From a legal tradition perspective, common law systems like the US and UK provide more adaptive, precedent-based treatment of restricted securities through flexible exemptions and self-regulation (e.g., SEC Rule 144 and London Stock Exchange rules), fostering market innovation but potentially weaker minority protections compared to civil law systems in continental EU[44], where codified rules under the Prospectus Directive ensure stricter harmonization and higher aggregate shareholder safeguards, as evidenced by stronger minority protections in France and Germany over 1970–2005.[45]
5.4. Policy Trade-offs in EU Securities Regulation: Investor Protection Versus Municipal Market Access
The CJEU’s ruling in C-627/23 underscores key policy trade-offs in EU securities regulation, balancing robust investor protection with market access for public authorities. By classifying restricted shares as securities requiring a prospectus under Article 3(1) of the Prospectus Directive, the decision enhances transparency and reduces information asymmetry, safeguarding investors from risks in municipal issuances aligning with the Directive’s core aim of market efficiency and confidence-building.[46] However, this broad scope imposes significant compliance burdens on sub-national entities like municipalities, potentially deterring capital market participation for funding public services and infrastructure, as prospectus preparation raises costs and delays.[47] This tension highlights a policy dilemma: while investor protections foster long-term market stability, they may limit access for public bodies, echoing concerns in the EU’s Listing Act reforms, which seek to simplify rules to attract issuers without compromising safeguards.[48] As such, the ruling prompts a reevaluation of exemptions to ensure equitable access, elevating doctrinal clarity to address real-world financing challenges for local governments.
6. The Role of Qualified Investors in Securities Regulation
There is a specific difference between qualified investors under the EU Prospectus Directive that is significant to the regulatory treatment of certain securities offerings. The issuer classification specifies obligations that issuers must fulfil, but it also establishes the relationship between qualified investors and private equity companies, i.e., the other qualified investors. That case standard (C-627/23) has recently ruled on such relations implying guidance as to its implications for market participants.
6.1. The Relationship Between Qualified Investors and Private Equity Companies
Qualified investors are usually institutional investors and high-net-worth individuals who possess the expertise and capital necessary to participate in sophisticated financial instruments. Such categorization allows PE firms to target a select market segment that their investments are thought of as having the best chance of being able to understand and process the risks associated with their investments. This distinction is reflected in the Prospectus Directive, which provides that the obligation to publish a prospectus shall not apply to offers made solely to qualified investors.[49]
This Berlin exemption is especially prized among private equity firms due to the extensive regulatory burden involved in public offers and being able to raise capital with relative ease. It also means private equity firms can streamline fund raising complexity and implement subscription strategies that are more custom, if you will.
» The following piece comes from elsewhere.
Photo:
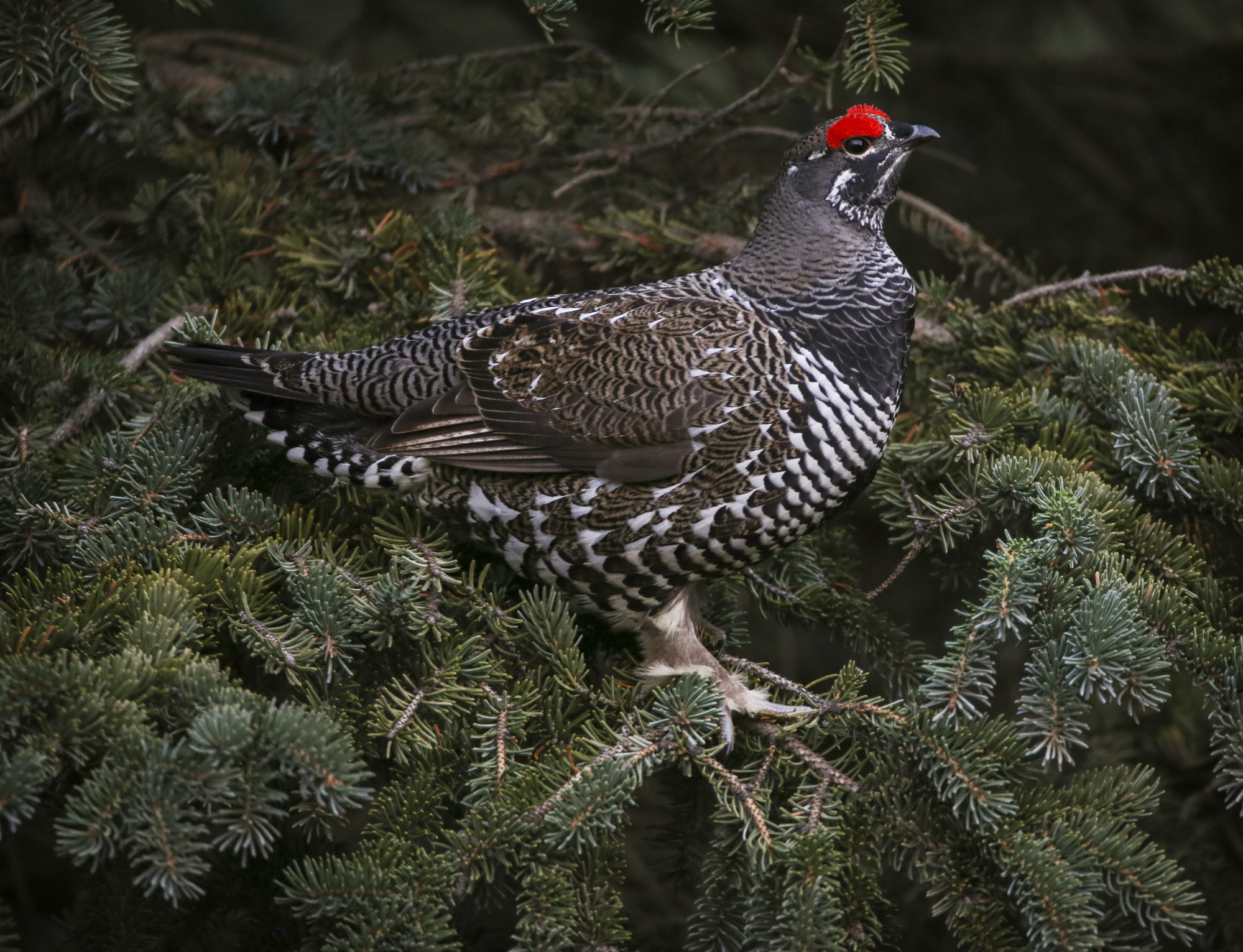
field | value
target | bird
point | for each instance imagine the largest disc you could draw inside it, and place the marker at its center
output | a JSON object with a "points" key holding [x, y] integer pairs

This results in a more efficient mechanism for capital allocation, given qualified investors with higher risk tolerance may be less on the expectation of returns returned for the capital provided.
6.2. Definition of Qualified Investors
Under Article 2(1)(e) of the Prospectus Directive, the term “qualified investors” is legally defined as entities with sufficient experience and resources to perform in the business of securities, their performance being wholly unremunerated. The definition further stipulates that “qualified investors” include legal entities authorized or regulated to act in the financial markets, the national and regional governments of any sovereign state, and some natural persons who qualify under certain criteria. This directive clearly says that offers of securities to be made solely to qualified investors are exempt from the requirement of the publication of a prospectus, noting the varying level of protection required for different investors.
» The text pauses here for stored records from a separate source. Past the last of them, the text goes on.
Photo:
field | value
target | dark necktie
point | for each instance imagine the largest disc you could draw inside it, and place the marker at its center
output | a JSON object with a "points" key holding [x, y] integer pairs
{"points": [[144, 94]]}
6.3. Offers Addressed Exclusively to Qualified Investors
Offers addressed solely to qualified investors therefore fit well within the mold that the Prospectus Directive seeks to create. The Article 3(2)(a), and accordingly a “public offer” is any communication directed at potential investors. Thus, the most obvious in this context, therefore, pertains to determining the precise audience targeted by such offers. Meantime, a qualified investor will include all entities and persons competent enough to appreciate new investments and absorb risks without the need for full disclosure protected by the directive.
Further, Article 3(2) recognizes all offers to qualified investors as exempt from the duty of prospectus publication. Even though this serves as an incentive for innovation and flexible capital raising, it raises some investor-protection concerns since qualified investors do not have access to comprehensive prospectuses.
In such a case, this distinction keeps the sophisticated investors going for such offerings without the burdens of extensive documentation required for the general public. This raises the need for differentiation in securities regulation to allow capital raising and financial innovation whilst also striking a balance between investor protection and market efficiency.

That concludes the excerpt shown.